Antonia Hernandez, President and CEO of California Community Foundation

“Reform the tax laws. Five years ago, a group of civic leaders came close to consensus on a proposal to reform our tax code.”

Mike Madrid, Principal of Grassroots Lab

“Implement strict spending limits, place a cap on capital gains taxes and begin phasing in a service tax that generates revenue off of the emerging economy.”

Janet Napolitano, President of the University of California

“To do this would require a total redo of the state’s tax structure. Ideally, state revenues would be a balance of personal income tax, corporate and property tax and sales tax. With Prop. 13 anchoring property tax, such a balance is currently unachievable.”

Eric Bauman, Chair of the California Democratic Party

“It is time for us to move from our current regressive sales tax model to a broadened approach that includes taxing selected non-essential services—which will allow us to reduce the overall sales tax rate while still expanding our tax base. And we must fix the flaws in the commercial side of Prop. 13.”

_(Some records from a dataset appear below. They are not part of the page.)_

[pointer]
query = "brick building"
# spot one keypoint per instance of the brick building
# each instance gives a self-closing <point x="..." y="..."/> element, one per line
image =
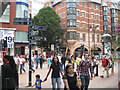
<point x="84" y="23"/>
<point x="16" y="35"/>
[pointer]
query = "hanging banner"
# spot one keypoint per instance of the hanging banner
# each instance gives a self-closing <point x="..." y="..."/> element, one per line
<point x="9" y="36"/>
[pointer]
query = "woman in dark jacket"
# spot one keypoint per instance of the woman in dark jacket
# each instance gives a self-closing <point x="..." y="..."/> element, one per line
<point x="9" y="73"/>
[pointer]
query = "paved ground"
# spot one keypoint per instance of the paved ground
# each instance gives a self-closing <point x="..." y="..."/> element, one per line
<point x="97" y="82"/>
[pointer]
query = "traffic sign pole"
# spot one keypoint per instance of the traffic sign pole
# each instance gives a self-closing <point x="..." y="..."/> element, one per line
<point x="30" y="67"/>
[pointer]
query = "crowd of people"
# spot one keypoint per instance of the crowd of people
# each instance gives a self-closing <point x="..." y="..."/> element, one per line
<point x="80" y="68"/>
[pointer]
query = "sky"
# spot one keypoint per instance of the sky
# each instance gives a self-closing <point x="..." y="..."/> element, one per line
<point x="38" y="4"/>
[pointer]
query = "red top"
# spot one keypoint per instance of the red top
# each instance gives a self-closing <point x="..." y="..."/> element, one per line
<point x="104" y="62"/>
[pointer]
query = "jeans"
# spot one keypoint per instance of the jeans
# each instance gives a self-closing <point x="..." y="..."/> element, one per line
<point x="85" y="82"/>
<point x="22" y="68"/>
<point x="36" y="65"/>
<point x="54" y="81"/>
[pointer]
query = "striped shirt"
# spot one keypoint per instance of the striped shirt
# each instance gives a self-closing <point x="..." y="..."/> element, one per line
<point x="84" y="67"/>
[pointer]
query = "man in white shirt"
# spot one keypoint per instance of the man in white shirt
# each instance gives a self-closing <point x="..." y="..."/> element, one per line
<point x="17" y="61"/>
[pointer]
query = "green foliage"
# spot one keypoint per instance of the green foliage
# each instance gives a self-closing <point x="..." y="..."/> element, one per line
<point x="117" y="42"/>
<point x="48" y="18"/>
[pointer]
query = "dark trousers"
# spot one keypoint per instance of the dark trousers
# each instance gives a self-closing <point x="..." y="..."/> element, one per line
<point x="85" y="82"/>
<point x="96" y="70"/>
<point x="22" y="68"/>
<point x="41" y="64"/>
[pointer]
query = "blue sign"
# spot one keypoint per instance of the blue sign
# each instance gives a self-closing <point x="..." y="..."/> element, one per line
<point x="22" y="23"/>
<point x="39" y="38"/>
<point x="22" y="19"/>
<point x="38" y="27"/>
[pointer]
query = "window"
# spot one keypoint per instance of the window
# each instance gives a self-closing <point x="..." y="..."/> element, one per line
<point x="77" y="13"/>
<point x="98" y="40"/>
<point x="105" y="18"/>
<point x="83" y="25"/>
<point x="114" y="38"/>
<point x="62" y="16"/>
<point x="61" y="5"/>
<point x="97" y="17"/>
<point x="58" y="7"/>
<point x="78" y="24"/>
<point x="77" y="3"/>
<point x="71" y="11"/>
<point x="113" y="11"/>
<point x="105" y="8"/>
<point x="62" y="26"/>
<point x="71" y="23"/>
<point x="78" y="36"/>
<point x="71" y="35"/>
<point x="20" y="11"/>
<point x="92" y="6"/>
<point x="83" y="14"/>
<point x="93" y="37"/>
<point x="97" y="7"/>
<point x="6" y="15"/>
<point x="83" y="3"/>
<point x="83" y="37"/>
<point x="92" y="16"/>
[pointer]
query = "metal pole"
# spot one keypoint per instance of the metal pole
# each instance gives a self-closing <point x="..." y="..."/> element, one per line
<point x="30" y="71"/>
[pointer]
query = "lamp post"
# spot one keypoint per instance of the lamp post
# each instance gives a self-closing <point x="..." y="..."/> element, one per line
<point x="106" y="38"/>
<point x="94" y="28"/>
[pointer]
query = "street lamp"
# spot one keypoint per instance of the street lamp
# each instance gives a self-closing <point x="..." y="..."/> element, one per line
<point x="94" y="28"/>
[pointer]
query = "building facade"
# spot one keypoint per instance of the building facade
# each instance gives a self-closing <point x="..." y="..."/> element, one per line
<point x="16" y="35"/>
<point x="84" y="23"/>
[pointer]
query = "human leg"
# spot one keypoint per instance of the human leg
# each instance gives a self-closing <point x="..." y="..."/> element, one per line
<point x="53" y="83"/>
<point x="87" y="80"/>
<point x="83" y="81"/>
<point x="58" y="83"/>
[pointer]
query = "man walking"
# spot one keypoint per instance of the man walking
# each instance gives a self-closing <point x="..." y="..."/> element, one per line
<point x="105" y="64"/>
<point x="83" y="70"/>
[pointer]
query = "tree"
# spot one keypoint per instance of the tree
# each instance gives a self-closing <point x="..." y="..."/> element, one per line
<point x="48" y="18"/>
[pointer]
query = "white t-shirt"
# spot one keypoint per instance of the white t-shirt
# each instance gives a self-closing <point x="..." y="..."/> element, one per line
<point x="16" y="59"/>
<point x="22" y="60"/>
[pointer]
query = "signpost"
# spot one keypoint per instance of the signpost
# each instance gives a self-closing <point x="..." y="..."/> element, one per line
<point x="28" y="21"/>
<point x="38" y="27"/>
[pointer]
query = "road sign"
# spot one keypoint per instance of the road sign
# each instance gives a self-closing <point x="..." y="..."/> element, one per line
<point x="22" y="19"/>
<point x="38" y="27"/>
<point x="34" y="32"/>
<point x="39" y="38"/>
<point x="117" y="29"/>
<point x="52" y="47"/>
<point x="22" y="23"/>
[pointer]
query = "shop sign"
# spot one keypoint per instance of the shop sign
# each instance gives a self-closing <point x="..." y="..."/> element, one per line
<point x="9" y="36"/>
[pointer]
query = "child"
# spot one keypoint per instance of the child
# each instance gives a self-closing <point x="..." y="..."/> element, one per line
<point x="38" y="82"/>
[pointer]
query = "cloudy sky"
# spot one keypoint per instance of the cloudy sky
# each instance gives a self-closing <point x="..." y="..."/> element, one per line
<point x="38" y="4"/>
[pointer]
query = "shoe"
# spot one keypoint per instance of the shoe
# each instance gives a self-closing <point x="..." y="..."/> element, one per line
<point x="33" y="71"/>
<point x="102" y="76"/>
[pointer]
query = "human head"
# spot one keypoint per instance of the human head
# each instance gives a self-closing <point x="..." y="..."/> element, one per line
<point x="104" y="56"/>
<point x="86" y="56"/>
<point x="16" y="55"/>
<point x="6" y="58"/>
<point x="55" y="59"/>
<point x="37" y="76"/>
<point x="69" y="68"/>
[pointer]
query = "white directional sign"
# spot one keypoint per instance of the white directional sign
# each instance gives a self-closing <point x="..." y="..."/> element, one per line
<point x="38" y="27"/>
<point x="9" y="36"/>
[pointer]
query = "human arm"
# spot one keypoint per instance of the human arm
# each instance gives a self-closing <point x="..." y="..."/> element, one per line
<point x="61" y="72"/>
<point x="91" y="71"/>
<point x="66" y="84"/>
<point x="78" y="81"/>
<point x="47" y="75"/>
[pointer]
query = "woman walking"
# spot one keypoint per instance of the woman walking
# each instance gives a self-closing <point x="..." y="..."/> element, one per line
<point x="9" y="74"/>
<point x="70" y="78"/>
<point x="56" y="70"/>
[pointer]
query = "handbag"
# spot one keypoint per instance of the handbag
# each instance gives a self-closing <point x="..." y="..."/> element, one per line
<point x="79" y="82"/>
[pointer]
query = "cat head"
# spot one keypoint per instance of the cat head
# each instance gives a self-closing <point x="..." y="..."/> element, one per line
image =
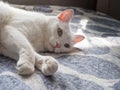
<point x="59" y="36"/>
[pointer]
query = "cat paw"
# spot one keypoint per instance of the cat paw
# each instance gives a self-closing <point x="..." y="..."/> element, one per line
<point x="49" y="65"/>
<point x="25" y="68"/>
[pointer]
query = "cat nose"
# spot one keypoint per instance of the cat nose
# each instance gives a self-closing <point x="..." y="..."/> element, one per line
<point x="57" y="45"/>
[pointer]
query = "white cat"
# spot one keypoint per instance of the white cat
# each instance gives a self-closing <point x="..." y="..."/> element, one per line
<point x="24" y="33"/>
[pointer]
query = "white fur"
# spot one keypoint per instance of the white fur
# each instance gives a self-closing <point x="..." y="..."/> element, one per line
<point x="24" y="33"/>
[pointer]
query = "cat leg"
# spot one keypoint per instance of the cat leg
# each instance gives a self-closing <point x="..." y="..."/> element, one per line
<point x="46" y="64"/>
<point x="15" y="42"/>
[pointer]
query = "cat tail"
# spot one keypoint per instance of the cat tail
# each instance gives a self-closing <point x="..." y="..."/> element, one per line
<point x="5" y="14"/>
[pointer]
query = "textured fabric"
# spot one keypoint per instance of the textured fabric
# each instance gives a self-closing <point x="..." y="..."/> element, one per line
<point x="95" y="67"/>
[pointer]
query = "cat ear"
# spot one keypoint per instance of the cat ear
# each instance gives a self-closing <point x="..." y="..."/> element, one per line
<point x="66" y="15"/>
<point x="78" y="38"/>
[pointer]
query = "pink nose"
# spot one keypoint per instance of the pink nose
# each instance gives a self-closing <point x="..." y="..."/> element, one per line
<point x="58" y="45"/>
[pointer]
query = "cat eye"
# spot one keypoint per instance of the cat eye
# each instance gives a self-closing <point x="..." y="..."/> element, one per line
<point x="60" y="32"/>
<point x="67" y="45"/>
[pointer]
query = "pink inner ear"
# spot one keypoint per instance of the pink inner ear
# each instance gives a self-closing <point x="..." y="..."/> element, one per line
<point x="66" y="15"/>
<point x="78" y="38"/>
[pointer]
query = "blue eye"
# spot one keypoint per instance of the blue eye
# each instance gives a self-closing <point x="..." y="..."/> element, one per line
<point x="67" y="45"/>
<point x="60" y="32"/>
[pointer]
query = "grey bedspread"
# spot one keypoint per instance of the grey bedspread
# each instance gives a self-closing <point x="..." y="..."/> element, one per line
<point x="95" y="67"/>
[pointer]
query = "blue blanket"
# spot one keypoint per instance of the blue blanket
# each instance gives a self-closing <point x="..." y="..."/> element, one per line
<point x="95" y="67"/>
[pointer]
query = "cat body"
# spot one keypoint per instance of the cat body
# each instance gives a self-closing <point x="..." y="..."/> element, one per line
<point x="24" y="33"/>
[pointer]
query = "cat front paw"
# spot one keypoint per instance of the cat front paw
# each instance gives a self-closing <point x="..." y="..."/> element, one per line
<point x="49" y="65"/>
<point x="25" y="68"/>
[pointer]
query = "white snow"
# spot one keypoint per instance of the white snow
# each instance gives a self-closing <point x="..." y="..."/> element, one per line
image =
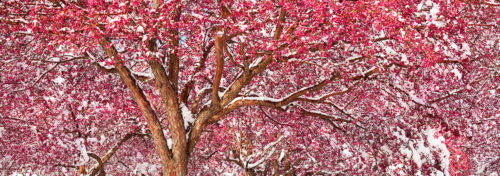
<point x="140" y="29"/>
<point x="58" y="80"/>
<point x="186" y="114"/>
<point x="80" y="145"/>
<point x="457" y="73"/>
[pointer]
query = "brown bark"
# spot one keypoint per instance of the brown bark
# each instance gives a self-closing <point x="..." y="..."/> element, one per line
<point x="174" y="117"/>
<point x="144" y="105"/>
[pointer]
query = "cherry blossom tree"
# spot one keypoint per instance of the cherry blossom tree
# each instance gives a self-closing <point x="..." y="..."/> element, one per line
<point x="249" y="87"/>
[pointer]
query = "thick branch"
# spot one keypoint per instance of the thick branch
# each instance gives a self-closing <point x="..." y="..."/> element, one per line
<point x="143" y="103"/>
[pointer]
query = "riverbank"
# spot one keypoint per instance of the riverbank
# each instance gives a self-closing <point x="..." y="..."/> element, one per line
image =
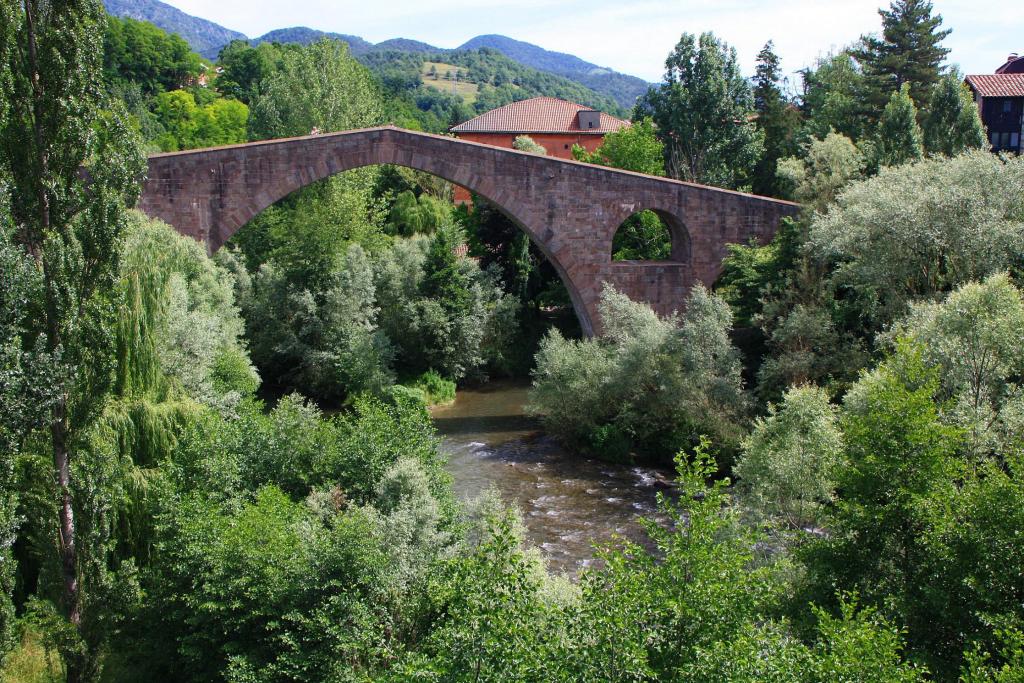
<point x="568" y="503"/>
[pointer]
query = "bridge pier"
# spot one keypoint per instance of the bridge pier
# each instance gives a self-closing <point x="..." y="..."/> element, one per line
<point x="570" y="210"/>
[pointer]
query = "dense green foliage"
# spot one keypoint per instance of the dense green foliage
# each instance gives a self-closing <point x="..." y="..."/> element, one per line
<point x="908" y="51"/>
<point x="859" y="375"/>
<point x="702" y="88"/>
<point x="139" y="52"/>
<point x="649" y="383"/>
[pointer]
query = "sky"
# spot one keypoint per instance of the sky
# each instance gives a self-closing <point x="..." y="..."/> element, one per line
<point x="631" y="36"/>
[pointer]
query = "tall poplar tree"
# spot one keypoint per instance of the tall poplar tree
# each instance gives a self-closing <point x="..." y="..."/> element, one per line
<point x="702" y="112"/>
<point x="73" y="167"/>
<point x="776" y="121"/>
<point x="952" y="124"/>
<point x="908" y="51"/>
<point x="899" y="135"/>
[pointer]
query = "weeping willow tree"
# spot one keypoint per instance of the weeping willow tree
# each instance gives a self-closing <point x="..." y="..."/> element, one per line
<point x="178" y="356"/>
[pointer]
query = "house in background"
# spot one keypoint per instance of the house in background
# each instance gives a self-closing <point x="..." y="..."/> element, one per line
<point x="1000" y="100"/>
<point x="554" y="124"/>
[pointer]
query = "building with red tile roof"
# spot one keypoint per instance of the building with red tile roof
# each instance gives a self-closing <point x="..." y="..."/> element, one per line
<point x="1000" y="101"/>
<point x="554" y="124"/>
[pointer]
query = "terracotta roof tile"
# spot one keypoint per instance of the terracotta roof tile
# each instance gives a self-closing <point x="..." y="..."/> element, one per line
<point x="540" y="115"/>
<point x="997" y="85"/>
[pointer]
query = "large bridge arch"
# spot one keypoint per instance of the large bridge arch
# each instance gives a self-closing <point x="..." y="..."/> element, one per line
<point x="569" y="210"/>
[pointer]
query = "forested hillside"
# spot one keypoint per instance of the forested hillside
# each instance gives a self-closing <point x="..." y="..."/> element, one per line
<point x="624" y="89"/>
<point x="208" y="38"/>
<point x="223" y="467"/>
<point x="203" y="36"/>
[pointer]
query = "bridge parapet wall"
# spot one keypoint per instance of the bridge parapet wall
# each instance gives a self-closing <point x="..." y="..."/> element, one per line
<point x="569" y="210"/>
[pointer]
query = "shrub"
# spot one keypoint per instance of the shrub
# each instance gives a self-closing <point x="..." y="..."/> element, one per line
<point x="436" y="388"/>
<point x="659" y="382"/>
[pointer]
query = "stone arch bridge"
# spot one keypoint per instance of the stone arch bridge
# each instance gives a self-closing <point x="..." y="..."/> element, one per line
<point x="569" y="210"/>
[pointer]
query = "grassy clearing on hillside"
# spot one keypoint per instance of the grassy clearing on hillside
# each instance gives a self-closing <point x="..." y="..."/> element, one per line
<point x="463" y="88"/>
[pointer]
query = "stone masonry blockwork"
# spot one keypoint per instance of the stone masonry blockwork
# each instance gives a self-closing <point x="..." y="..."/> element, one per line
<point x="569" y="210"/>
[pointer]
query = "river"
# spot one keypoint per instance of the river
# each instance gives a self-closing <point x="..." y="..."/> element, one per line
<point x="568" y="502"/>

Daniel Zingale, Senior Vice President of The California Endowment

“This was the argument for maximizing the rainy day fund, which we've done. But we need to get to the root of the problem. Income tax revenues depend on a handful of high earners because a handful of high earners are getting too much of the state's wealth and income. Meanwhile, low and mid-wage earners have seen negligible gains. The share of corporate income paid in state taxes has been falling for decades. The new federal tax law further concentrates wealth at the top. California Earned Income Tax Credit helps somewhat to even the field of opportunity. Reforming property/industrial taxes to reflect current market values would allow counties to do more. To even out the revenues, look for more ways to share the increases in income, economic opportunity and advantages with those being left behind.”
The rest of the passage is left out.